Neste sentido, sempre lutei para que existisse uma consulta multidisciplinar de sexologia no centro hospitalar onde exerço as minhas funções, capaz de dar resposta a toda esta imensidão de dificuldades. O trabalho em equipa é, na minha opinião, a melhor e mais cabal forma de dar uma resposta eficaz e adequada a todo o tipo de problemáticas/disfunções que abrangem a sexualidade humana. Tive a felicidade de ter encontrado as pessoas certas no momento certo, que igualmente partilhavam dos meus ideais. Conjugando um urologista, uma psiquiatra, uma ginecologista, uma psicóloga e um enfermeiro (estes últimos com formação em sexologia clinica), todos motivados e ávidos de saber, inaugurámos em setembro de 2006 a Consulta de Sexologia do Centro Hospitalar Tondela Viseu, EPE, a 2ª na zona centro do País (havendo uma outra no CHUC em Coimbra). Permanece até aos dias de hoje com números cada vez mais dilatados, a não conseguimos dar resposta em tempo oportuno pelo número exponencial de utentes que nos procuram.
Nota Biográfica:
Hélder Abel Chaves Ferreira Lourenço nasceu em 1969.

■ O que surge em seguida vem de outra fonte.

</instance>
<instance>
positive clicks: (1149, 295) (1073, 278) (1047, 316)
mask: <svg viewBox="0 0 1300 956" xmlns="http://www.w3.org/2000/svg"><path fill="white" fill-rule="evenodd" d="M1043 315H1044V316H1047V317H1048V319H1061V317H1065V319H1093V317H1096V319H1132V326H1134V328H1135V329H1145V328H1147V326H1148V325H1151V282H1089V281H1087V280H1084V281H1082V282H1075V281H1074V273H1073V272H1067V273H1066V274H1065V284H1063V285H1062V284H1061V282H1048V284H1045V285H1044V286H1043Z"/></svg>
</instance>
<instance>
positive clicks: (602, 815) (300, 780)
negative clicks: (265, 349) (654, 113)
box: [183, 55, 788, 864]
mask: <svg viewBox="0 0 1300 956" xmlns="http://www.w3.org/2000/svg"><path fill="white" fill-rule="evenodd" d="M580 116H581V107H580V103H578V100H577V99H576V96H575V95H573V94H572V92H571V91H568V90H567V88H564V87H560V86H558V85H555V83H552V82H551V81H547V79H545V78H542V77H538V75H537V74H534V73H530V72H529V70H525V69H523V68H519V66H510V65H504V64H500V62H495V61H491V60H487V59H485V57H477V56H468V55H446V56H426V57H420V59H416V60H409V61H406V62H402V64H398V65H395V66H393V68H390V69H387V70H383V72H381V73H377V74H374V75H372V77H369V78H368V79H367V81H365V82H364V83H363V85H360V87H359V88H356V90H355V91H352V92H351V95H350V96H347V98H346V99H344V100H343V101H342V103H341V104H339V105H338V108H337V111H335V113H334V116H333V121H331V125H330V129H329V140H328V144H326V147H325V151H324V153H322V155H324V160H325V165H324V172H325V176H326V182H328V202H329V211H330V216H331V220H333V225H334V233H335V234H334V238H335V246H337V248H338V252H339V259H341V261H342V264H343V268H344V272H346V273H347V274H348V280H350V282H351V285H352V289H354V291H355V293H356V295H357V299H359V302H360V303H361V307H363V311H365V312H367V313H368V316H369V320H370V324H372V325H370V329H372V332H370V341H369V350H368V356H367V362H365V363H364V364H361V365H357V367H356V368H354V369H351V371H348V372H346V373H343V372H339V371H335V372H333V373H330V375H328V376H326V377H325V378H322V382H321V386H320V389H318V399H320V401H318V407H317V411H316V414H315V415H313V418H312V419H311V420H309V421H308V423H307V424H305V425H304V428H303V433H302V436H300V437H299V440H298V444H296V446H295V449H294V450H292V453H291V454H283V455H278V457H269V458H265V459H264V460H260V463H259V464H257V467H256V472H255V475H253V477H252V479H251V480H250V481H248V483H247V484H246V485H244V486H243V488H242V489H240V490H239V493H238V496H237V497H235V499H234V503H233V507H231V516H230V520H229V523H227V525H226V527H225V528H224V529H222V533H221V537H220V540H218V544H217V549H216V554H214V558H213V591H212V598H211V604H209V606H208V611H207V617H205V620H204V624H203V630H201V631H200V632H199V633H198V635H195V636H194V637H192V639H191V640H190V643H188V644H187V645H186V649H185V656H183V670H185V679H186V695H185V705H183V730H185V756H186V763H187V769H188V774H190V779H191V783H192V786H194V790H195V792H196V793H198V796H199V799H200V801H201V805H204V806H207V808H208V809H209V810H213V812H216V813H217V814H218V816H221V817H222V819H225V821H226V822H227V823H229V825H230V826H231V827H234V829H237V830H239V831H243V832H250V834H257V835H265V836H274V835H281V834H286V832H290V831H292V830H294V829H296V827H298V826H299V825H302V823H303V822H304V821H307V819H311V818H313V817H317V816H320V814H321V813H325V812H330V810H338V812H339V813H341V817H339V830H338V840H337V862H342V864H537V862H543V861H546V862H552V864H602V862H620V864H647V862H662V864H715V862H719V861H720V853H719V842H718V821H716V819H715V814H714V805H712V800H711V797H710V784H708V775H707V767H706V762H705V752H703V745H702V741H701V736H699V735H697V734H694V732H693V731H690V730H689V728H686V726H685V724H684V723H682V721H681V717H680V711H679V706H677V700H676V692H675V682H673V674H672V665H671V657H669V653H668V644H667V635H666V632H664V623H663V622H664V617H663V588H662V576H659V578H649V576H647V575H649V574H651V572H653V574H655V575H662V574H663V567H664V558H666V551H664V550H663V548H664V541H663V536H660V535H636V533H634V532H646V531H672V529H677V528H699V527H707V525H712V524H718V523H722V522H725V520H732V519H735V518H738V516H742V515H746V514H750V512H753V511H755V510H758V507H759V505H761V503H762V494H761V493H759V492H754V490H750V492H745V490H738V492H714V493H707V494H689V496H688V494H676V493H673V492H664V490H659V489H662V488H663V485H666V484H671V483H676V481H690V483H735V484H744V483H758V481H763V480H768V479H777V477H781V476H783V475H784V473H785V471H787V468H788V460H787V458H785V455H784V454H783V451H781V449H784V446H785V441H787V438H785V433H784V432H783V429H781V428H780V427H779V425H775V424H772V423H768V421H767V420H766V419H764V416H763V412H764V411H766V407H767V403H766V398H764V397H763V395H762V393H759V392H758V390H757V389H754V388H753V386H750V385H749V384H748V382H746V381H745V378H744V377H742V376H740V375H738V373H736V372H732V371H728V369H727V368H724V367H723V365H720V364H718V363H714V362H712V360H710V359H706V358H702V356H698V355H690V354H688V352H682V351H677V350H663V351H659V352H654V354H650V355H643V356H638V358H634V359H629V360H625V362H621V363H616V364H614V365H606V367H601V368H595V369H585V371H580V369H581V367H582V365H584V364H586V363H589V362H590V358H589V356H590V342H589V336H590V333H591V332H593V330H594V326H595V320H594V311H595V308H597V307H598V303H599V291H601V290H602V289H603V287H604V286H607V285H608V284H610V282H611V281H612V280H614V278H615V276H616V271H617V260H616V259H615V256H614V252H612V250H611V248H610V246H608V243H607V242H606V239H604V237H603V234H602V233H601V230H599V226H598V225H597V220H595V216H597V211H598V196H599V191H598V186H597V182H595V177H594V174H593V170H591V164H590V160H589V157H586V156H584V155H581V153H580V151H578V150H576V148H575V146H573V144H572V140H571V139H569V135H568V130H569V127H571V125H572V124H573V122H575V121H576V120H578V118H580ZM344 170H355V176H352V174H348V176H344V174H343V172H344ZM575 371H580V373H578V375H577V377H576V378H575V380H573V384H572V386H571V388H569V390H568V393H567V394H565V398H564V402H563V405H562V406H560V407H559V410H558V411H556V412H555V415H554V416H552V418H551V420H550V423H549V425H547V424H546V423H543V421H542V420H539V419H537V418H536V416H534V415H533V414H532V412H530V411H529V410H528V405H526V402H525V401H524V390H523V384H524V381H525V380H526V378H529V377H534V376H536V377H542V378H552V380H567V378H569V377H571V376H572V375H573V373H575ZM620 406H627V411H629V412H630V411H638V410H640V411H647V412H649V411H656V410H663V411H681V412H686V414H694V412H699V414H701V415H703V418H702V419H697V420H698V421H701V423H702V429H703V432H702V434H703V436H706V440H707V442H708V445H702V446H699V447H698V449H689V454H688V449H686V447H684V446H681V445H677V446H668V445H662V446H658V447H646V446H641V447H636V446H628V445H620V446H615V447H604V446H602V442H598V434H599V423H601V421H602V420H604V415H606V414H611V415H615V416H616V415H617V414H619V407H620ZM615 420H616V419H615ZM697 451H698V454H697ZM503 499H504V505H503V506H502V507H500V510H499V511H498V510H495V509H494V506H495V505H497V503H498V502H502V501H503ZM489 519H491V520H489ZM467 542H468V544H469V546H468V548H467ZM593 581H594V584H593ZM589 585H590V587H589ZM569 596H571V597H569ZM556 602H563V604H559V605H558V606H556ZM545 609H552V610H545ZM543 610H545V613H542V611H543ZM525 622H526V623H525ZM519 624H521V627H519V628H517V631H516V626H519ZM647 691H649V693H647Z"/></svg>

Iniciou a atividade de enfermeiro em Janeiro de 1992 no Hospital Distrital de Lamego. Desde 1995 exerce no Hospital São Teotónio de Viseu (Centro Hospitalar Tondela-Viseu, EPE).
É Enfermeiro Especialista em Saúde Mental e Psiquiátrica desde 2001.
Em 2012 é uma dos três enfermeiros em Portugal a obter o grau de Sexólogo Clínico, pela Sociedade Portuguesa de Sexologia (SPSC).
Desde janeiro de 2012 é Presidente do Conselho de Enfermagem Regional do Centro da Ordem dos Enfermeiros.
É secretário e tesoureiro da Sociedade Portuguesa para o Estudo da Saúde Mental (SPESM).